Suggestions on approach for a preprocessor

I’m working on a challenge project trying to figure out the fastest way to search through 10,000,000,000 u64 and return a specific 1,000,000 of them. This amounts to around 74GB, which is too big to fit in ram. I don’t know if this is relevant but the u64 are a stand in for flags that would be used to filter into separate lists for other processors later down the line, but that’s outside the scope of the challenge

The most obvious approach to me is to build a data structure inside a file, stacking all the u64 next to each other and then using “The Maths™” to figure out where in the file to jump to and std::io::seek to get there.

Is this a reasonable approach or am I missing something simpler/better? Are there any gotcha’s I’m missing? I initially thought file fragmentation might be an issue but someone pointed out that fragmentation is irrelevant on an SSD so as long as I specify that as a constraint it shouldn’t be an issue.

[edit] I messed up on my math on the size, I forgot to translate bits to bytes :roll_eyes:

You may want to look into mmap (or CreateFileMapping on Windows) for random access (probably unsafe). But seeking a file stream might be good as well (it’s safe)

serde + bincode will help you with parsing the file.

I don’t think that fragmentation should be of concern to you if you’re writing a program (SSD or not).

That may be entirely I/O bound, so think about efficient disk usage.

Results can fit in ram.

For the data it could be useful to have an index. If you just bisect naively, you’ll do lots of seeks. With an index you could just grab the right “page” from the file.

Thanks for the replies

I was thinking about having them be referenced by a 10 digit index and make the data structures a fixed size, so I could just stack them together and multiply the length of the data structure by the index (with any necessary adjustments) to jump right to that location. Maybe also add a start and end code bounding the data so I can verify I didn’t land somewhere unexpected, and maybe some sort of hash to check against corruption.
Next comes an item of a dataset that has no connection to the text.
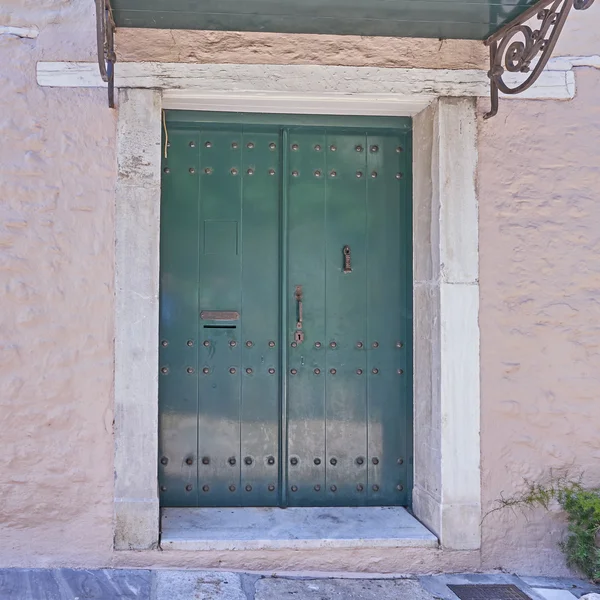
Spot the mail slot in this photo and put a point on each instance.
(219, 315)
That way I don’t have to search the data I can just jump to the right place. It sounds like std::io::seek is the right thing for jumping to a known location in a file, now I just have to decide how I’m going to build the data structure and what (if any) extra checks I want to do in case of a bad jump or file corruption

Also this doesn’t expect to be the native home for the data, so in the case of corruption it can just kick back an error and ask for the data again so it can rebuild the table. It’s just a preprocessor for sifting the data so the real processors don’t have to each swallow 1,000,000 or so items every time a request comes in which is several times a day (If I remember correctly in the original situation they had set up a controller that worked with the preprocessor and then doled out the different lists to instanced cloud processors for scalability, but I don’t have to deal with part that [yet])
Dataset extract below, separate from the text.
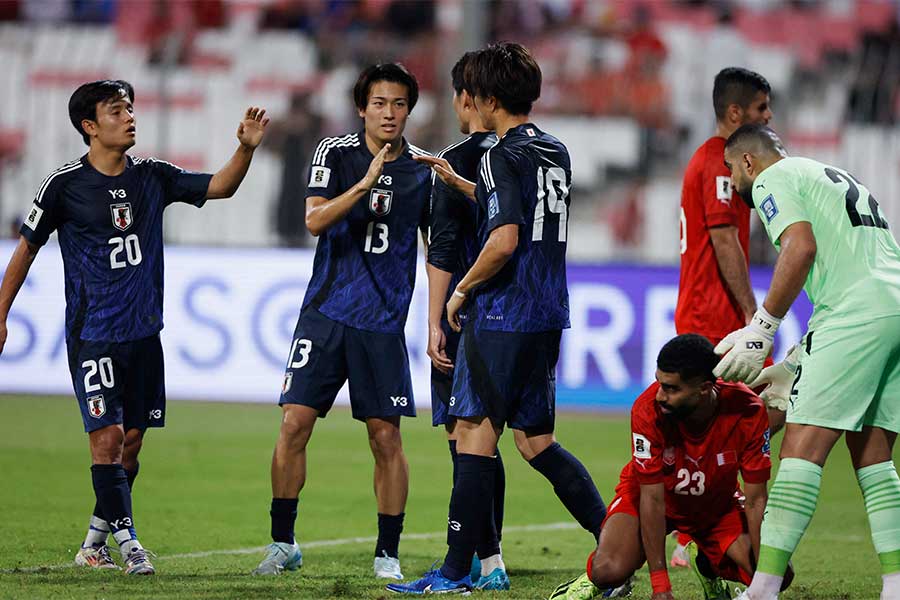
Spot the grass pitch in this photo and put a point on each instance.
(201, 503)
Oh, are you thinking the throughput on the bus/drive controller is going to be the bottleneck here? I hadn’t considered that. Maybe Raid would help give more bandwidth even though it’s solid state?

Mmmm… after looking into it, it seems solid states should be able to handle upwards of 100,000 IOPS, and the resulting data is likely to be (much) less than 100mb so I’m hoping bandwidth won’t be a problem so long as I thread the requests

I’m thinking that if it doesn’t fit in RAM, and isn’t computationally expensive (search of uncompressed data generally isn’t), then it’s likely to be I/O bound merely because even fastest SSD is orders of magnitude slower than RAM.

Things you can do when working with large files with random access:

  • Is certain subset of the data “hot”? e.g. some of your numbers are searched more frequently than others? Put them together in one section of a file (or a separate file). This way filesystem cache will be more efficient.

  • If the data compresses well, and you use compression scheme that is faster to decompress than disk read speed, you may get higher throughput (there are even special compression algorithms just for integers). For compression you may need to split the data into pages/blocks (e.g. 4KB at a time) and decompress whole block even if you read just 8 bytes out of it, but it may still be faster, since you save lots of time on I/O, and compressed data makes better use of disk cache.

  • You can get that much RAM for ~$800.

These are good suggestions, I’ll look more into them.

A large amount of the data (about 70%) belong to one list and only one list so I may start with something basic like caching a list of the references that don’t belong to that set in ram and testing that first.

In the end its probably going to boil down to whether it’s faster to search through a 25GB list of 3 billion items 1 million times in ram, vs reading 4 bytes from predictable file locations 1 million times

Also it’s supposed to be geared towards a cloud environment so lots of ram may end up being dramatically more expensive (for now). Maybe I’ll end up designing it to support all 3 options (ram only, disk only, disk with ram cache) to allow for adaptability.